A new report created by the Organization for Economic Co-Operation and Development (OECD), an organization created by 30 countries including the U.S. that focuses on providing data for governments, indicates that the U.S. has fallen behind most other industrialized countries in social mobility.
The report, found here, highlights how societies that have low mobility are "more likely to waste or misallocate human skills and talents." Or in other words, we are wasting talented individuals due to poor policy conditions. The report outlines numerous points where Western European countries and the U.S. have failed their populations.

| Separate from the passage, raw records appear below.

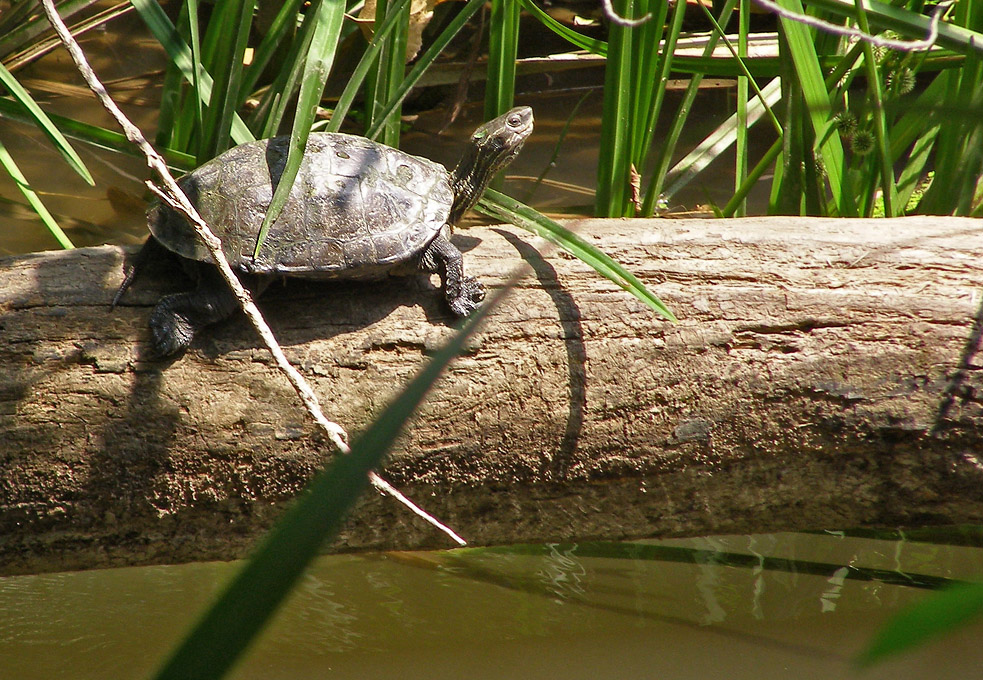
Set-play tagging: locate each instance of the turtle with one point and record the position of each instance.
(358, 209)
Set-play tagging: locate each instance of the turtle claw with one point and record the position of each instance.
(171, 332)
(469, 297)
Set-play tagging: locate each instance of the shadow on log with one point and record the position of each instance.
(824, 375)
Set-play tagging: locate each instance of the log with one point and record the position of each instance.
(823, 375)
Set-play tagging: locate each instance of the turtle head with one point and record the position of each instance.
(493, 146)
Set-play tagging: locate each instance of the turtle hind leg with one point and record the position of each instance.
(151, 248)
(463, 293)
(177, 318)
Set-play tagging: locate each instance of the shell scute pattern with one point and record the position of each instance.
(355, 204)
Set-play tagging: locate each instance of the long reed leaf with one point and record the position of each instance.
(422, 63)
(230, 21)
(876, 94)
(93, 135)
(614, 156)
(179, 52)
(247, 603)
(320, 57)
(8, 164)
(358, 75)
(44, 124)
(503, 44)
(933, 616)
(817, 102)
(576, 39)
(667, 147)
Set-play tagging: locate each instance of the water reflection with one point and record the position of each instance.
(783, 605)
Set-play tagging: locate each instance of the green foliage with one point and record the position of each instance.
(238, 615)
(937, 614)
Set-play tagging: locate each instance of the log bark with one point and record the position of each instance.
(824, 374)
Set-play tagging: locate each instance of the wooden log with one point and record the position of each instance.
(823, 375)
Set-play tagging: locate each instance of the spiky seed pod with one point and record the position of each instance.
(905, 79)
(862, 142)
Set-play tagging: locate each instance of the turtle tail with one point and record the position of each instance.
(150, 248)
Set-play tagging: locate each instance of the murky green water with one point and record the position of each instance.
(485, 614)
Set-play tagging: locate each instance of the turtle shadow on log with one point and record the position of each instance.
(570, 319)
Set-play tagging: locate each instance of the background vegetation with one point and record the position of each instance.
(860, 130)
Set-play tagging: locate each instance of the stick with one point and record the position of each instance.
(172, 195)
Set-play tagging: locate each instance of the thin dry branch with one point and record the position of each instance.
(880, 41)
(174, 197)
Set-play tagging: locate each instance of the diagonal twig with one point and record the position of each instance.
(172, 195)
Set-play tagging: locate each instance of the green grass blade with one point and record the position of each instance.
(503, 44)
(655, 66)
(248, 602)
(875, 92)
(910, 25)
(284, 21)
(92, 135)
(44, 124)
(179, 52)
(578, 40)
(384, 77)
(741, 143)
(755, 174)
(817, 102)
(935, 615)
(508, 209)
(614, 156)
(231, 20)
(272, 109)
(362, 68)
(722, 138)
(320, 57)
(194, 30)
(668, 145)
(7, 161)
(423, 63)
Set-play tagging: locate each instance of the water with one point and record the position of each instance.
(131, 63)
(487, 614)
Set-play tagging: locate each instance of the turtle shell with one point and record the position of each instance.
(356, 208)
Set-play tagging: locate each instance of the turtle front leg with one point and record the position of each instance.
(463, 293)
(177, 318)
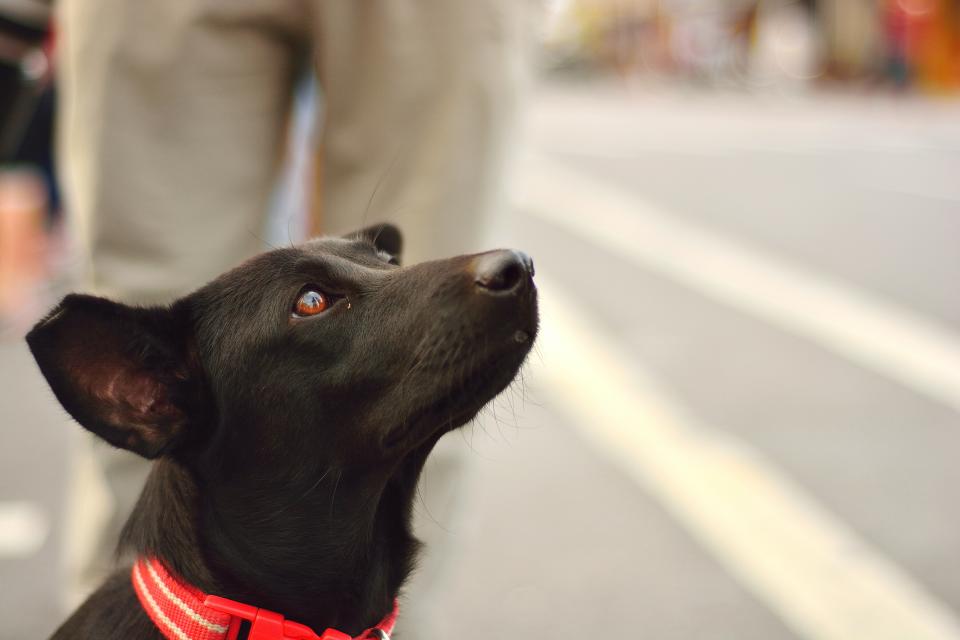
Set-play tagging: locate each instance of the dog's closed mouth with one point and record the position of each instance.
(459, 405)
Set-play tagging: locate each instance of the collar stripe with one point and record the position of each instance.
(153, 609)
(183, 606)
(182, 612)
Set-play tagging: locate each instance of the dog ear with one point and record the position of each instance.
(385, 237)
(120, 371)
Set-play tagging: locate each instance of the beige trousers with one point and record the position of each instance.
(172, 129)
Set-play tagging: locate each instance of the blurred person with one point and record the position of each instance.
(28, 195)
(172, 131)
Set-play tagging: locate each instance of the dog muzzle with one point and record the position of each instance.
(183, 612)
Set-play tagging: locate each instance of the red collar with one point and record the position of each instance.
(183, 612)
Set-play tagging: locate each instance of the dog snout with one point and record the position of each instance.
(502, 272)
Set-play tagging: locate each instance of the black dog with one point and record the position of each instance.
(290, 404)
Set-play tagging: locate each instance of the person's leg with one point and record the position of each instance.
(171, 123)
(420, 101)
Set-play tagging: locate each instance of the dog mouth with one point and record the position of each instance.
(477, 386)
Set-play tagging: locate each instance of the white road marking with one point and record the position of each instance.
(875, 334)
(23, 528)
(809, 568)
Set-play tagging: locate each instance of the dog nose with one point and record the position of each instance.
(502, 271)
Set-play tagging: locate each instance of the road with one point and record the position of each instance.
(743, 416)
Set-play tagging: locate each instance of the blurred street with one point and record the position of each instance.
(743, 417)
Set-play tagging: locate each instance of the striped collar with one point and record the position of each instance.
(183, 612)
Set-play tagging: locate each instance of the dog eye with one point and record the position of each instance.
(310, 303)
(389, 259)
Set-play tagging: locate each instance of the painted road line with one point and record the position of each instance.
(874, 333)
(24, 527)
(812, 570)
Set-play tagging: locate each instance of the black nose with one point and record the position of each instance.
(502, 271)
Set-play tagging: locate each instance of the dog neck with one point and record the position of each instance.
(336, 558)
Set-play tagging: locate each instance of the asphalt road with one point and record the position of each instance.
(843, 457)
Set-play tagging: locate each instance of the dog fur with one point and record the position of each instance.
(287, 448)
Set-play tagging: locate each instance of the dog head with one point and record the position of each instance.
(326, 353)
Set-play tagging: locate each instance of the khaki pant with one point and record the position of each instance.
(172, 128)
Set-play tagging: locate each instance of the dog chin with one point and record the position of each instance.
(461, 404)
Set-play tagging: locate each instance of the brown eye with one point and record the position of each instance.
(310, 303)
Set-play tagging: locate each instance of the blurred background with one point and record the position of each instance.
(743, 416)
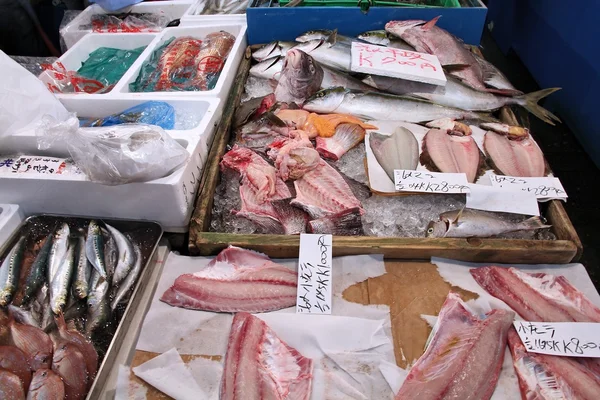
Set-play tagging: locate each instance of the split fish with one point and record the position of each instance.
(513, 151)
(235, 280)
(400, 150)
(473, 223)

Highlights from the report:
- Education policies directly relate to intergenerational social mobility examples include:
- Early childhood programs decreased the influence of parental background on achievement in secondary education and should be considered as a compulsory option for countries
- Socio-economic mixing of schools had no affect on students from advantaged homes but boosted performance of disadvantaged students, urban planning policies that mix neighborhoods and schools could mitigate parental disadvantages on students
- In the U.S. the influence of a parent's socio-economic status on student achievement is very strong
- Educational inequalities lead to generational economic inequalities
- "Redristributive and income support policies seem to be associated with greater intergenerational social mobility." These policies "help defray the opportunity costs to parents in poor households of investing in education of their children"

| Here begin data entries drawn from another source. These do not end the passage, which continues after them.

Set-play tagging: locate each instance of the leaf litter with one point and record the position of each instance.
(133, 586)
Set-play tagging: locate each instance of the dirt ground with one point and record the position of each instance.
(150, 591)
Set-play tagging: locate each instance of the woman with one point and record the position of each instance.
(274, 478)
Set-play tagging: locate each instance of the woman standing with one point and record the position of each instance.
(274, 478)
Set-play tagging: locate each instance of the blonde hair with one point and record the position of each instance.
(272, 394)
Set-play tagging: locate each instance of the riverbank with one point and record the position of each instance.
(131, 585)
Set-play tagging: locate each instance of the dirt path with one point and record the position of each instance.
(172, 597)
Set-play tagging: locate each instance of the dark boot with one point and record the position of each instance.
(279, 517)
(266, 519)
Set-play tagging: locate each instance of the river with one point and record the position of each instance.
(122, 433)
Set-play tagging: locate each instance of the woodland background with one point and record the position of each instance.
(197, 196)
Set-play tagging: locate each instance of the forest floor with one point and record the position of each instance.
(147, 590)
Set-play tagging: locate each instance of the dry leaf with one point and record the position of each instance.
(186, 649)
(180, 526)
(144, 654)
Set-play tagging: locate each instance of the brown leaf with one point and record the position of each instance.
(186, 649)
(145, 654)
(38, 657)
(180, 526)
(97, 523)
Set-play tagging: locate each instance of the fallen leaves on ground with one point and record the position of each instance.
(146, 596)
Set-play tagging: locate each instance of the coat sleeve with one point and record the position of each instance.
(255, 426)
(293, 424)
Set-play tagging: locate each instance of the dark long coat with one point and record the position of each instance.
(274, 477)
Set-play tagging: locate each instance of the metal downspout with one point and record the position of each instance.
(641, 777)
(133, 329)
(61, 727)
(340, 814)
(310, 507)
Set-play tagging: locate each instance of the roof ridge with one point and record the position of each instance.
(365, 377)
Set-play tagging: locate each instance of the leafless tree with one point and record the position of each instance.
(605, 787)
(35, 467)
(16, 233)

- "Mobility depends more on how resources are spent for schooling than how much"
- De-centralization to allow a match of resources to local needs are associated with decreasing the effects of parental socio-economic status on student achievement
- Teacher wage profiles that are steeper over their career and have incentives decreases the effect of parental status
Finally the report highlights the strong economic benefits of promoting intergenerational wage mobility.
This report of course does not talk about the human cost of letting people languish in poverty and a system that is not functioning for them. It seems in this country easier to blame teachers, as pointed out by this interesting Bill Maher blog, than deal with the larger societal factors that lead to our problems in schools.